Alibaba's Qwen3.7-Max Lands With a 1M-Token Context, AA Index 56.6, and a 35-Hour Agent Run
Qwen3.7-Max-Preview ships with a 1M-token context, extended-thinking mode, and benchmark gains across CritPt, Humanity's Last Exam, and Terminal-Bench Hard — clearing Gemini 3.5 Flash on the AA Intelligence Index.
Alibaba's Qwen team formally unveiled Qwen3.7-Max-Preview at the Alibaba Cloud Summit on May 20, 2026, two days after it landed on the company's API platform and roughly a week after it stealth-debuted on the LM Arena leaderboard. The proprietary reasoning model doubles the prior generation's context window to 1 million tokens, ships an extended-thinking mode that can generate roughly 97 million reasoning tokens during evaluation, and is pitched explicitly as an agentic workhorse capable of sustaining "hundreds or even thousands" of tool calls in a single run.
On the Artificial Analysis Intelligence Index v4.0, Qwen3.7-Max scores 56.6 — a 4.8-point jump over Qwen3.6 Max Preview (51.8), and the highest mark ever posted by a Chinese model on that leaderboard.
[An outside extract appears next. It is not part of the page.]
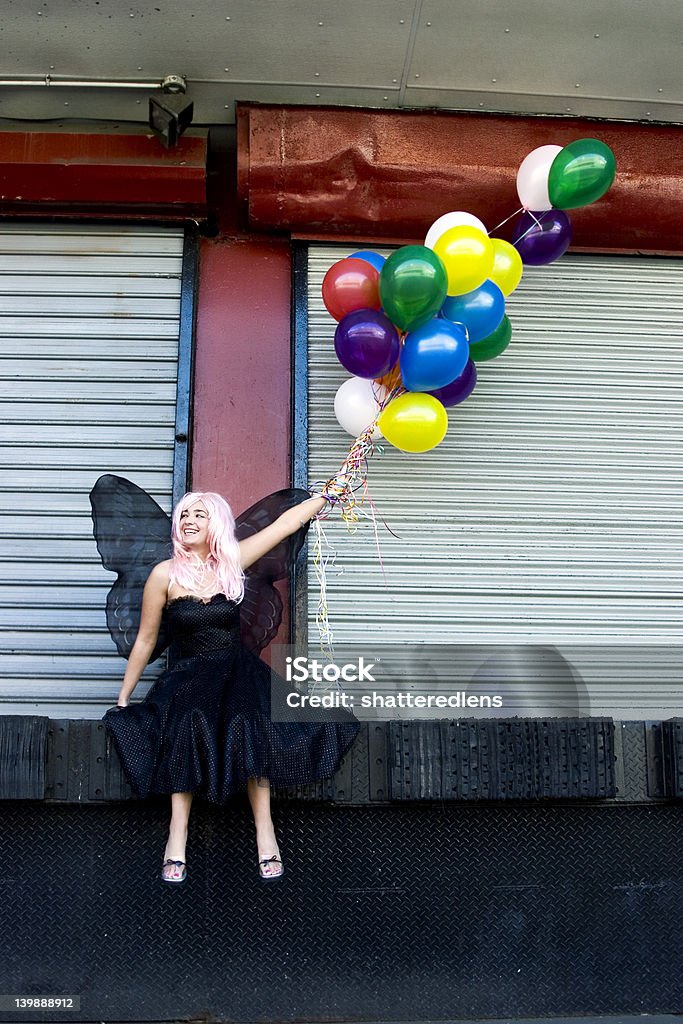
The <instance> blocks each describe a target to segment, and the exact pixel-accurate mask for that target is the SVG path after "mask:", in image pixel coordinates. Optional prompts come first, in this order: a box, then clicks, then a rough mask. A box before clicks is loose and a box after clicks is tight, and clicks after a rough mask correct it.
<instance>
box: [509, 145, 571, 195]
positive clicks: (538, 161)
mask: <svg viewBox="0 0 683 1024" xmlns="http://www.w3.org/2000/svg"><path fill="white" fill-rule="evenodd" d="M562 148H563V147H562V146H561V145H540V146H539V148H538V150H531V152H530V153H529V155H528V156H527V157H524V159H523V160H522V162H521V164H520V165H519V170H518V171H517V195H518V196H519V202H520V203H521V205H522V206H523V207H524V209H525V210H552V208H553V204H552V203H551V202H550V197H549V195H548V175H549V174H550V168H551V166H552V164H553V161H554V160H555V157H556V156H557V154H558V153H561V152H562Z"/></svg>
It sits fifth overall, ahead of Google's Gemini 3.5 Flash (55.3) and within striking distance of Gemini 3.1 Pro Preview (57.2) and Anthropic's Claude Opus 4.7 (57.3). OpenAI's GPT-5.5 still leads the pack at 60.2.
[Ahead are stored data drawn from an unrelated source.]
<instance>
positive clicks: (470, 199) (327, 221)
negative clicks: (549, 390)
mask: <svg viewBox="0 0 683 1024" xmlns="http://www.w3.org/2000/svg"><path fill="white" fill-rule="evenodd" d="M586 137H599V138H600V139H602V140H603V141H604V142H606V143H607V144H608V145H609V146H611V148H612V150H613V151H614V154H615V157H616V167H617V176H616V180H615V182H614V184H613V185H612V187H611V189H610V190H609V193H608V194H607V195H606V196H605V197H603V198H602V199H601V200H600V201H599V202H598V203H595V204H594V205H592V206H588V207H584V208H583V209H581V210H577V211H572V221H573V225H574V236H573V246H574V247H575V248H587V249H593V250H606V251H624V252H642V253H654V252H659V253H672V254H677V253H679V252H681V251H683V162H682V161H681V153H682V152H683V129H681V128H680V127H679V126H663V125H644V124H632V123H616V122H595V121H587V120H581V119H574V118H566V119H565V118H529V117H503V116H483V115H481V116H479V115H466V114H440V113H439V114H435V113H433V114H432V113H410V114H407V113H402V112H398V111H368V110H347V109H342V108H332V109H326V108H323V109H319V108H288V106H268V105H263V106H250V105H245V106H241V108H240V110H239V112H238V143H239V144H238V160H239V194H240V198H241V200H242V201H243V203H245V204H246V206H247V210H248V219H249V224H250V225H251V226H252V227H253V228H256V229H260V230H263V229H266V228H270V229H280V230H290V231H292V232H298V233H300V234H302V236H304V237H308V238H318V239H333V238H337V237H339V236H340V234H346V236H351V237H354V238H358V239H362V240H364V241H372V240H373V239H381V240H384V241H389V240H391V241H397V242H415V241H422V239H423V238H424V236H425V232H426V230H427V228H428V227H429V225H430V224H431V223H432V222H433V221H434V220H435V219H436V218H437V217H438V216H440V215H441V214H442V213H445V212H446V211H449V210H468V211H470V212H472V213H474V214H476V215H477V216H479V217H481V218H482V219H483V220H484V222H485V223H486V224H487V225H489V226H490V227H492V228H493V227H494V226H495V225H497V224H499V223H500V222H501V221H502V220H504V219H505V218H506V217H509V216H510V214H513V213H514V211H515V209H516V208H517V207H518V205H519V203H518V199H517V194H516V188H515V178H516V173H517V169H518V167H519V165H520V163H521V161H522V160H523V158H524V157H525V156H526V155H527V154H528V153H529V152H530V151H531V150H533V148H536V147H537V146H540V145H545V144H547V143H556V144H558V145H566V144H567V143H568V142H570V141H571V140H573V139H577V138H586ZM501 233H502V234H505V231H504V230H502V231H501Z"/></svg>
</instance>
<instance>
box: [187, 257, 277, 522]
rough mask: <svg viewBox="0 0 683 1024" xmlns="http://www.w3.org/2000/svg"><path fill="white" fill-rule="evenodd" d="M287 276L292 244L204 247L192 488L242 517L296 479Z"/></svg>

The gains are concentrated where they matter most for autonomous workflows. CritPt climbed 9.7 percentage points (3.7% to 13.4%), Humanity's Last Exam jumped 9.2 points (28.9% to 38.1%), and Terminal-Bench Hard — a brutal proxy for shell-driven agent reliability — rose 6.9 points to 50.8%. On coding-specific benchmarks the model claims Terminal Bench 2.0-Terminus at 69.7, SWE-Verified at 80.4, and SWE-Multilingual at 78.3, putting it inside the frontier band on every dimension that matters to a real software-engineering agent.

Agentic capability is the headline pitch. On MCP-Mark Qwen3.7-Max scores 60.8 and on MCP-Atlas 76.4, and on SpreadSheetBench-v1 it lands an 87.0. Alibaba's own demos lean even harder: a 35-hour autonomous kernel-optimization run reportedly produced a 10x inference speedup, and the model is said to have sustained more than 1,000 sequential tool calls without falling out of its task. Those numbers come from internal testing and have not been independently verified, but the trajectory matches what frontier US labs have been claiming since GPT-5 and Claude Opus 4 shipped.
Reasoning is the other place where Qwen3.7-Max distinguishes itself from earlier open-weight flagships out of China. GPQA Diamond hits 92.4 — ahead of Claude Opus 4.6 Max's 91.3 — and on the Apex reasoning benchmark Qwen3.7-Max posts 44.5 against DeepSeek V4 Pro's 38.3. HMMT 2026 Feb climbs to 97.1. The trade-off, flagged by Artificial Analysis, is that the model now abstains more often on the AA-Omniscience knowledge battery (attempt rate fell from 67.3% to 48.0%) — a deliberate choice to say "I don't know" rather than confidently hallucinate.

Access is rolling out via Alibaba Cloud Model Studio (DashScope) with OpenAI- and Anthropic-compatible endpoints, and the chat interface is live at chat.qwen.ai. Public pricing on OpenRouter currently lists $2.50 per million input tokens and $7.50 per million output tokens — a notable premium over Qwen3.6 Max Preview ($1.30 / $7.80) but still well below the Western frontier. The closed-weights "Preview" tag means terms and behavior may shift, and there is no open release planned. Even so, Qwen3.7-Max is the clearest signal yet that the gap between US and Chinese frontier labs is now measured in months and tenths of an Index point — not generations.